窈窈看到陆宛怔了怔,但她的目光只是十分短暂地停在陆宛面上一下下,旋即她就看向了太后,太后是知道的,她与陆衡约好了,只要太后认定她不是洛窈宁,陆衡便放了她,从此再无瓜葛。
人有相似,人是不可能死而复生的,太后定是个明白人。
她深呼了口气,假装平静,朝太后福身行礼:“民女参见太皇太……”
然,她话还没说完,太后却是红了眼,踉踉跄跄上前,一把将她抱在怀中,痛哭哑声:“窈窈——”
49???她是气的
窈窈狠狠一震,太后不该是这样的。
明华同是红了眼,屏退殿内宫人。
“窈窈——”向来威严端庄的太后这会儿却是什么都顾不来了,抱着窈窈不放手,因着哭音,话说的并不清楚连贯:“回来就好……你回来就好……以后哀家……定会好好护住……你……”

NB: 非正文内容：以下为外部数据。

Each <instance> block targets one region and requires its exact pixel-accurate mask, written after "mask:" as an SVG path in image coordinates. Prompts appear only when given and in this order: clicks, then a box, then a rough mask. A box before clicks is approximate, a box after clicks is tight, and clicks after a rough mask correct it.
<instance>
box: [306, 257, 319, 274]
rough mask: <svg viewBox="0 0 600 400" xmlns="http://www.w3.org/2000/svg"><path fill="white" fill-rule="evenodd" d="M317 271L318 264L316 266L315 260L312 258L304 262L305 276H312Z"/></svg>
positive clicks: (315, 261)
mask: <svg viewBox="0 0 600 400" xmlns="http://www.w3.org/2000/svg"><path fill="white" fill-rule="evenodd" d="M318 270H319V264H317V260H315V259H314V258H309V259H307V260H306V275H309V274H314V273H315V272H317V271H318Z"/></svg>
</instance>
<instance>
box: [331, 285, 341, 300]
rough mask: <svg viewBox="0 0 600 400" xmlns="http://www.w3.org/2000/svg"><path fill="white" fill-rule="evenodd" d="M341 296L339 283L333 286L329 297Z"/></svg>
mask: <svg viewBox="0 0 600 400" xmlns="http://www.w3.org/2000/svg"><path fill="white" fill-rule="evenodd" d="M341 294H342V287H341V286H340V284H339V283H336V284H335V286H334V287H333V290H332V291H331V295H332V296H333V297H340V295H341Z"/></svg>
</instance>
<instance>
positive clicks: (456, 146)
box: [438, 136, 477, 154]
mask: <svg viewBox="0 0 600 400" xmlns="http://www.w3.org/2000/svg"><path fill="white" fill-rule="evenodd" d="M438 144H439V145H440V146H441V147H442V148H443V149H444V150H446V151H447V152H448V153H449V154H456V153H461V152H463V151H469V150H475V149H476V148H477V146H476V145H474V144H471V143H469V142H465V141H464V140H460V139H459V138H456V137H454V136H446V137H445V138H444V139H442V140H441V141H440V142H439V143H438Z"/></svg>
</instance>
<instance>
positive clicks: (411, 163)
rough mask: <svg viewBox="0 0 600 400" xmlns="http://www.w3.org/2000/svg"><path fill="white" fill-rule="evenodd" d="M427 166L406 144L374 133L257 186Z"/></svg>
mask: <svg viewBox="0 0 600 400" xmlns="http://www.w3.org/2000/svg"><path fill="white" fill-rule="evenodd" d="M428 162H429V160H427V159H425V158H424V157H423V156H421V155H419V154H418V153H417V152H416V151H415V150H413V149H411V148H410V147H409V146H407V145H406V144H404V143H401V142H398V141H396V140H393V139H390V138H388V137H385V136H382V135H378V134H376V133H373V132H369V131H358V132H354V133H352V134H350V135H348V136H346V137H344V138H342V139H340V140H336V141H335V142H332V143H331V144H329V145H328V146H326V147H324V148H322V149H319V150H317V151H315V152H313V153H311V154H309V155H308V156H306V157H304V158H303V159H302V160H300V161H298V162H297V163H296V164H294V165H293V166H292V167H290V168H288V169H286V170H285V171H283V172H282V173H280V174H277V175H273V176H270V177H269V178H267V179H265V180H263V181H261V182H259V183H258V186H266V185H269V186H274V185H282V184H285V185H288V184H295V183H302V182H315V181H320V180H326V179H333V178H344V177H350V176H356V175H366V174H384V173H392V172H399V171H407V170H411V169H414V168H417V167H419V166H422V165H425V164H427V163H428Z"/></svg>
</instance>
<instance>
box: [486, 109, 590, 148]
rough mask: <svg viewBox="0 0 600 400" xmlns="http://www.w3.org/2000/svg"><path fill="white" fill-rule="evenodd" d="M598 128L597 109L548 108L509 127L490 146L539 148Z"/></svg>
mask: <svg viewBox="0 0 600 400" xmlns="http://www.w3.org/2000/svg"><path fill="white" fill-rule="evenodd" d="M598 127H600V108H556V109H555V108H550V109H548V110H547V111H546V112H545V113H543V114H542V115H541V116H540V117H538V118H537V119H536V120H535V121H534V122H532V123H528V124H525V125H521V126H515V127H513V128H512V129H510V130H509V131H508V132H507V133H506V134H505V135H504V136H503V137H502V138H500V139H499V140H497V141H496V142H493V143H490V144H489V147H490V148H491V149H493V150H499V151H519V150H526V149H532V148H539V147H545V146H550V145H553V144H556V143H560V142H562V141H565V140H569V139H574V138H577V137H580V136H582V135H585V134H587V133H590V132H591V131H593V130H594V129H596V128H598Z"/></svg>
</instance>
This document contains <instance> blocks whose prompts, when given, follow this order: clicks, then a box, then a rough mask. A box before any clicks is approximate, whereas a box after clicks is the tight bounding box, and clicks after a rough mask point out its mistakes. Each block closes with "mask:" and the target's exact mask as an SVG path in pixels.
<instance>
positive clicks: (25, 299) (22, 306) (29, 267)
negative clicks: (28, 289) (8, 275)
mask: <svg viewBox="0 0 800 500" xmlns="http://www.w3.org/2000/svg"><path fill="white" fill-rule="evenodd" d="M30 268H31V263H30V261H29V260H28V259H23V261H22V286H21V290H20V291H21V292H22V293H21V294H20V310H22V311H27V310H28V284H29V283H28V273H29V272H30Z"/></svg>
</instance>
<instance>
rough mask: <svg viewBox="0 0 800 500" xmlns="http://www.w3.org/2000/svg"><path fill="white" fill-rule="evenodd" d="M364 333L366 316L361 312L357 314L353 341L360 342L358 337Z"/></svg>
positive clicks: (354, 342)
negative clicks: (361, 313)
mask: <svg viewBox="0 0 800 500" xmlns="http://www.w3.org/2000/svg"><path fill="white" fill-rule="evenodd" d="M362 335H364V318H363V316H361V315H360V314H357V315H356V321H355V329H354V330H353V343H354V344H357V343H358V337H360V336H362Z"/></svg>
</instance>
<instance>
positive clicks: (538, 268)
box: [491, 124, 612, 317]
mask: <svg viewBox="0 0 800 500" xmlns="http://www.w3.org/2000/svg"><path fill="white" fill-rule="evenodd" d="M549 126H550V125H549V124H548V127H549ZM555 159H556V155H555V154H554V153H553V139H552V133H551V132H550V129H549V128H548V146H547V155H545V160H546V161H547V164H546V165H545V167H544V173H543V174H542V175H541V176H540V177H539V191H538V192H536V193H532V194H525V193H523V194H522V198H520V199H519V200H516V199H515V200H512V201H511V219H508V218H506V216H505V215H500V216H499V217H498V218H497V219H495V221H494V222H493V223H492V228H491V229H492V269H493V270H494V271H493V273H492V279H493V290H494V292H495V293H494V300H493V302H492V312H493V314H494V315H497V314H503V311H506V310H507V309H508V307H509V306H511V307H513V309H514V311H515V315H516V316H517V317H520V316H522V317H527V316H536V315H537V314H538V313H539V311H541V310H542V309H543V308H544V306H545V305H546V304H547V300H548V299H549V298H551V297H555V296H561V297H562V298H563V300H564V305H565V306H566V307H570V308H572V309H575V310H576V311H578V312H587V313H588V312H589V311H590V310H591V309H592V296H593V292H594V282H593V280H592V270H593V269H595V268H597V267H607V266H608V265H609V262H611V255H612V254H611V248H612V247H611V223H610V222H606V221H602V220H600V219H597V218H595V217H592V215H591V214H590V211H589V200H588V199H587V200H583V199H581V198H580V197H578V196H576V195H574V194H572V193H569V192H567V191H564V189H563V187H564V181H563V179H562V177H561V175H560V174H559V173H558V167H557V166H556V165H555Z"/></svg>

窈窈吓懵了,许久才反应过来,但这会儿哪里好辩,只得抱住太后连声哄道:“您别哭了,别哭了,我求您别哭了,当心身子。”
求您了!别哭了!冷静一点!
明华红着眼眶,但这般情况下,她却不好哭,上前轻拍了拍太后,劝道:“阿渺,别吓到窈窈了,这是好事,别哭了。”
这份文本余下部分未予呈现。